I've never had a blog before. For some reason, I've never been THAT comfortable telling my life story to complete strangers. But these days, we don't have reason to be strangers with others. So let me tell you a little about me and a little about this.

My name is David. I'm a husband, a father and a strong believer of love and effort. I haven't really ever tried to do something different or put much effort into anything. That is, until I met my wife and was given a baby boy of my own. Now, they're my something different. They're my something that I will put all my efforts into.
But the road to where I'm going isn't over. It has hardly even begun. 20 years isn't long enough to even consider being close to becoming what you hope to be. I've struggled in life. I've had my hardships, and I've had moments that left me in an unability to recognize myself. I've also been happier than I've ever imagined, and that's not something you want to only experience once.

I can't explain who I exactly am as a person, but I can let you get a good idea. Because even I don't know who exactly I am. And that's the fun of life; discovering who you are.

Will this blog be an amazing work of art? No. Am I doing this to become popular? No. I'm doing this mostly for me. And that's the point of a blog, a diary, a video log or even a hobby. Maybe that's what this is for almost everyone on here. A hobby. Something that's only theirs. Their escape. Their alternate reality. Whatever works for you, because it's for YOU. Do I hope that maybe this blog helps someone along the way? Yes. I hope to help anyone, anytime I can. Why? Because I want to Open My Eyes. I don't want to shut myself away from anything, or anyone. I want to live, as much as I can.

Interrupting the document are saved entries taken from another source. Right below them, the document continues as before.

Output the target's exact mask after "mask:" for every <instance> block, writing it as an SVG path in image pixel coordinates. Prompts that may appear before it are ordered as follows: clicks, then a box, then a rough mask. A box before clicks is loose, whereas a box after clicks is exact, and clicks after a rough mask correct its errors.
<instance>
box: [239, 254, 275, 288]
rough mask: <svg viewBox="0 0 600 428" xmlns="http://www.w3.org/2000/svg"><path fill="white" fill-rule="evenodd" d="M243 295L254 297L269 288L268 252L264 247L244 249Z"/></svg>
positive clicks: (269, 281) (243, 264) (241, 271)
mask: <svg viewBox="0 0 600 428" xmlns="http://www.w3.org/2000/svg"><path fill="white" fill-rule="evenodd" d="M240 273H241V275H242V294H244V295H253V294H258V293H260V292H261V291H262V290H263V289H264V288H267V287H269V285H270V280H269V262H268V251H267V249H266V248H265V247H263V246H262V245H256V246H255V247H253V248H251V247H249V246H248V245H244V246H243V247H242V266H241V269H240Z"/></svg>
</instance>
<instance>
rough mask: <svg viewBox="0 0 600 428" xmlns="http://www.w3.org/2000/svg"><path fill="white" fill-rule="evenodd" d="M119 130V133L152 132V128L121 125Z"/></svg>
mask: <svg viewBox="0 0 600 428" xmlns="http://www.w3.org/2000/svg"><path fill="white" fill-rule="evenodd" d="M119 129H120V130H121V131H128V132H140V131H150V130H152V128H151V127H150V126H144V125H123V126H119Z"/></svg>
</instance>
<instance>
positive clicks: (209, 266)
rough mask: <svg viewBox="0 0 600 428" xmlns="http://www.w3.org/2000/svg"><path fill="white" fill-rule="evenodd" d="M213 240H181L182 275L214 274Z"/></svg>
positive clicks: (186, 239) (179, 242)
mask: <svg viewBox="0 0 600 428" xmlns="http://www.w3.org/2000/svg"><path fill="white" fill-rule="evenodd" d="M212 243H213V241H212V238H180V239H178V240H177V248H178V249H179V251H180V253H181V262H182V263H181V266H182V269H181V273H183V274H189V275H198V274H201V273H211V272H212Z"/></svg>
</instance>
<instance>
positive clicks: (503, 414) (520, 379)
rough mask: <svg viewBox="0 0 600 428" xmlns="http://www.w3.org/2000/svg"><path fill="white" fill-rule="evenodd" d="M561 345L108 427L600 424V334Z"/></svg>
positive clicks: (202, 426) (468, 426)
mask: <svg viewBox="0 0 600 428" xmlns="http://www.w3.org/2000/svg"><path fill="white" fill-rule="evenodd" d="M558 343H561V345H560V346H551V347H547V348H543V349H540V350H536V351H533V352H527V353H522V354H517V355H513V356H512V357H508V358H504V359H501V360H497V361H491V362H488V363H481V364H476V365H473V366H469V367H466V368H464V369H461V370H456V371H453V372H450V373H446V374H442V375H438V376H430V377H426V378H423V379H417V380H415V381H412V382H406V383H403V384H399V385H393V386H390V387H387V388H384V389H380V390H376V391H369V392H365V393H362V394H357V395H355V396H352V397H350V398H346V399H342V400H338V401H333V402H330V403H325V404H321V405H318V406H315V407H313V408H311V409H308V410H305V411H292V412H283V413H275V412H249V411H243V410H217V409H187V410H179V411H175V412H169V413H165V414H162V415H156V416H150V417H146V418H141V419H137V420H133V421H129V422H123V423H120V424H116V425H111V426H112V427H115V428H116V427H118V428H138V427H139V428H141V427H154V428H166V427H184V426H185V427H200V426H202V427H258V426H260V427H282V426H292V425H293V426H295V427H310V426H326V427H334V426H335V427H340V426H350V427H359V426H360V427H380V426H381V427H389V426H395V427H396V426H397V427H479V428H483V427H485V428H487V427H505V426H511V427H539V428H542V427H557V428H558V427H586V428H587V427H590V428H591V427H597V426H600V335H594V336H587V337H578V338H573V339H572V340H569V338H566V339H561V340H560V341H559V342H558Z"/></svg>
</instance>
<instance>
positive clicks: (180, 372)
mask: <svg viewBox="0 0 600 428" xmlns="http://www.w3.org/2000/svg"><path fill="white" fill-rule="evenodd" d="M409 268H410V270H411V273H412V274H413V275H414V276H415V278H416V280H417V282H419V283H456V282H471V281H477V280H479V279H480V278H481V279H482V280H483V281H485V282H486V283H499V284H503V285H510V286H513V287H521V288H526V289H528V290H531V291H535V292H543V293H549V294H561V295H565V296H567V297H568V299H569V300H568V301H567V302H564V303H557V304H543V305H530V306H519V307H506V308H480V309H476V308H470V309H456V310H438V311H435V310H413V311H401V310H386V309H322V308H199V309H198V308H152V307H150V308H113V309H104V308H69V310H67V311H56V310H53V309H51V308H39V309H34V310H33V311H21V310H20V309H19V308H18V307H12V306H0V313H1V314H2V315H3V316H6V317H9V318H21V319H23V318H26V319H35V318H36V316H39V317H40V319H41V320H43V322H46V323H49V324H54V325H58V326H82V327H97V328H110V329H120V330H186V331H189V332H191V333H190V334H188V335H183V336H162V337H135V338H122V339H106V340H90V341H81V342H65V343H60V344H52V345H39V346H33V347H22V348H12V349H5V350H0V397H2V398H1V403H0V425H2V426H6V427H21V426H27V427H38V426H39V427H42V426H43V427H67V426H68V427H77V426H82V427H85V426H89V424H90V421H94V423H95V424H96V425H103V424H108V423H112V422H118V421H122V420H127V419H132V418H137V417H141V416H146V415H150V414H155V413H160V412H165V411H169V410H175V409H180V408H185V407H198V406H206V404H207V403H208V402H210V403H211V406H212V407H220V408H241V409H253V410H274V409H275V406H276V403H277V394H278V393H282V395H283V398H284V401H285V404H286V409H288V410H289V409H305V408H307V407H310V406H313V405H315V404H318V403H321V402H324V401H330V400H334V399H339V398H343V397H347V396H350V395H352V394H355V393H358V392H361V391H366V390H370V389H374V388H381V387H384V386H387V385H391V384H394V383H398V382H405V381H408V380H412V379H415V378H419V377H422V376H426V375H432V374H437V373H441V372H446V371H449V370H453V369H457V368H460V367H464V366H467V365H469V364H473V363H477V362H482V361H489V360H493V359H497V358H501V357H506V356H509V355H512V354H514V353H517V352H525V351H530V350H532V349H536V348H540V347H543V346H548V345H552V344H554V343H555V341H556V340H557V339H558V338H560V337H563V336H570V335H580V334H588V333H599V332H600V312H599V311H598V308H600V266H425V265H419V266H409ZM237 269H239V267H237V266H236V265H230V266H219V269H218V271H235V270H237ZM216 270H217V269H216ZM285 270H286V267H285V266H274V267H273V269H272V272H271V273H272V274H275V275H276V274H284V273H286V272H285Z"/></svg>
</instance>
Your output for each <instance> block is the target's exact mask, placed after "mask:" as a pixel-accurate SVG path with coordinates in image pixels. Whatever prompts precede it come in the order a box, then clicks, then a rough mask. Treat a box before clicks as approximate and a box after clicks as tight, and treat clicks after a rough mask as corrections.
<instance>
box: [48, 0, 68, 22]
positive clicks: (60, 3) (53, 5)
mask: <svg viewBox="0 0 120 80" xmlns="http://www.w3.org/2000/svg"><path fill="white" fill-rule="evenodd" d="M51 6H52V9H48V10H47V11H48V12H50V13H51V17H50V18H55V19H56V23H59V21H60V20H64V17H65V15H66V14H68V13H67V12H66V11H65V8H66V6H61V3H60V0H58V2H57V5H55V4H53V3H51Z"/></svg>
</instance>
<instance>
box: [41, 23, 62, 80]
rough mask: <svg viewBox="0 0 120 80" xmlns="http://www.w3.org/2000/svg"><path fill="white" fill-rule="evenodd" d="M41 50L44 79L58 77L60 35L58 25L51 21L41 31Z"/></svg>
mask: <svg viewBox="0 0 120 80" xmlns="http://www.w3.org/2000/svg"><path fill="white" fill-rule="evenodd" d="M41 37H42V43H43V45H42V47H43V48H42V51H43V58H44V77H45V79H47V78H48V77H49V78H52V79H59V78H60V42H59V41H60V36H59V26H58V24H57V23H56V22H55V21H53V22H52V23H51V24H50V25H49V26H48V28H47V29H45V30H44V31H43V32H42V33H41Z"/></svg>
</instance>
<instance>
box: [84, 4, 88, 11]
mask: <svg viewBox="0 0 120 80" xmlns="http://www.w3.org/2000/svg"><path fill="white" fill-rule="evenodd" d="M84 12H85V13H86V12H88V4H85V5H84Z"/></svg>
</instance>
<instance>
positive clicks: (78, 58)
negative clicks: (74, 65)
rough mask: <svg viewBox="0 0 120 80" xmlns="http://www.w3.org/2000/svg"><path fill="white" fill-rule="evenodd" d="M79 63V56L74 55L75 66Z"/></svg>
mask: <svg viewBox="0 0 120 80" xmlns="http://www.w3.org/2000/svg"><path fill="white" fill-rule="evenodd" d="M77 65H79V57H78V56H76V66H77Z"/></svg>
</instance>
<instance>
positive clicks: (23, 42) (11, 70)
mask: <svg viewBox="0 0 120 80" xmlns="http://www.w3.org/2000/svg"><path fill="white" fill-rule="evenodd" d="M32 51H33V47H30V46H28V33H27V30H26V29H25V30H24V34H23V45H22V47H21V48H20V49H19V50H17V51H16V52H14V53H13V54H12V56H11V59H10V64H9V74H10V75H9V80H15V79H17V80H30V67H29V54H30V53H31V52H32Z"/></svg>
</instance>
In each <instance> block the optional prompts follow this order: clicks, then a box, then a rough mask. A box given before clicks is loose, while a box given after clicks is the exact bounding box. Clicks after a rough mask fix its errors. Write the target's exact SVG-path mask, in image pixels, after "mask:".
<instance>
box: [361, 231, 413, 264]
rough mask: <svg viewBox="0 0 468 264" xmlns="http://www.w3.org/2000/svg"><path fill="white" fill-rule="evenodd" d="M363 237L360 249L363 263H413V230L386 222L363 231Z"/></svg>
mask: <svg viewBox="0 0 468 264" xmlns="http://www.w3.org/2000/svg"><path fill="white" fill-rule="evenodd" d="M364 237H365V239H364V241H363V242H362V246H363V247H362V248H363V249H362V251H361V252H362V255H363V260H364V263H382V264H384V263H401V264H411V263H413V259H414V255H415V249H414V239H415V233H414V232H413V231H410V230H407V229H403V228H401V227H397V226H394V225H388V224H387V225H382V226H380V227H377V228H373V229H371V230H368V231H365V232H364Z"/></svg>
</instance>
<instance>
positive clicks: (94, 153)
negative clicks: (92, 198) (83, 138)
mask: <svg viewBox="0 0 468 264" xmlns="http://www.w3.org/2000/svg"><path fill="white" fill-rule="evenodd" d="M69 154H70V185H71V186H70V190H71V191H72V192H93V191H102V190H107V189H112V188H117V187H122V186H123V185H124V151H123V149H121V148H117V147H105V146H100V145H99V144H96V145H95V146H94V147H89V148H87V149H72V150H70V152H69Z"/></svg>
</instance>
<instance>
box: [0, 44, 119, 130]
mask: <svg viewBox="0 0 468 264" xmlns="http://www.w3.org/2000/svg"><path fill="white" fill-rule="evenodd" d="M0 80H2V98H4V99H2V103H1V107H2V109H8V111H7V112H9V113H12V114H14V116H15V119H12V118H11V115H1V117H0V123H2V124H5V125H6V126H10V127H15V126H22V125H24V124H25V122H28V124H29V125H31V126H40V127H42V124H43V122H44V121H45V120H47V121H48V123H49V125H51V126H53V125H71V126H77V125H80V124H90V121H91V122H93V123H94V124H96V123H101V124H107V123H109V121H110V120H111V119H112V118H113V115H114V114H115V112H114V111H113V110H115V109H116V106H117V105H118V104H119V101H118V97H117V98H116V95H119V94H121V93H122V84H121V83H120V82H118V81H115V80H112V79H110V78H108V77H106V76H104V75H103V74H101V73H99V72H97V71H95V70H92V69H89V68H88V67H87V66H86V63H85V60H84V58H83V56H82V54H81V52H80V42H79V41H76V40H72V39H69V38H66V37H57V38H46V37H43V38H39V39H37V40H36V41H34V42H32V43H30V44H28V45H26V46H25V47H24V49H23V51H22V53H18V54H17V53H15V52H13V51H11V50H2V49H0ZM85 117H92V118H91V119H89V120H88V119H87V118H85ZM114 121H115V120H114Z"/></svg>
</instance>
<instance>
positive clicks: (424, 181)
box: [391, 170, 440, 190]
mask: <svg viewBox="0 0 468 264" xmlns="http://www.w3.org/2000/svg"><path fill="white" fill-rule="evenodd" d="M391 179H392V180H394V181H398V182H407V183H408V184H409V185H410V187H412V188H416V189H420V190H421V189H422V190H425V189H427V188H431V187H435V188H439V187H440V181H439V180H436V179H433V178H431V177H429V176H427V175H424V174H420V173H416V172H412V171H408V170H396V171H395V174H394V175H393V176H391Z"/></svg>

So what will these posts be like? Maybe my feelings. My stories. Something interesting that happened. Good advice. A shoulder to lean on. Words of wisdom. An epiphany. Hell, maybe I'll post a video here and there of something. I sing, so I'd like to maybe do something with that. This is my story, my journey. I want to share it with anyone that wants to keep up or come along. But no matter what I do on here, I don't wish to do it alone. I'd like to get to know everyone who reads this, be friends, talk. I have my funny moments, and my serious ones. So let's see where this goes.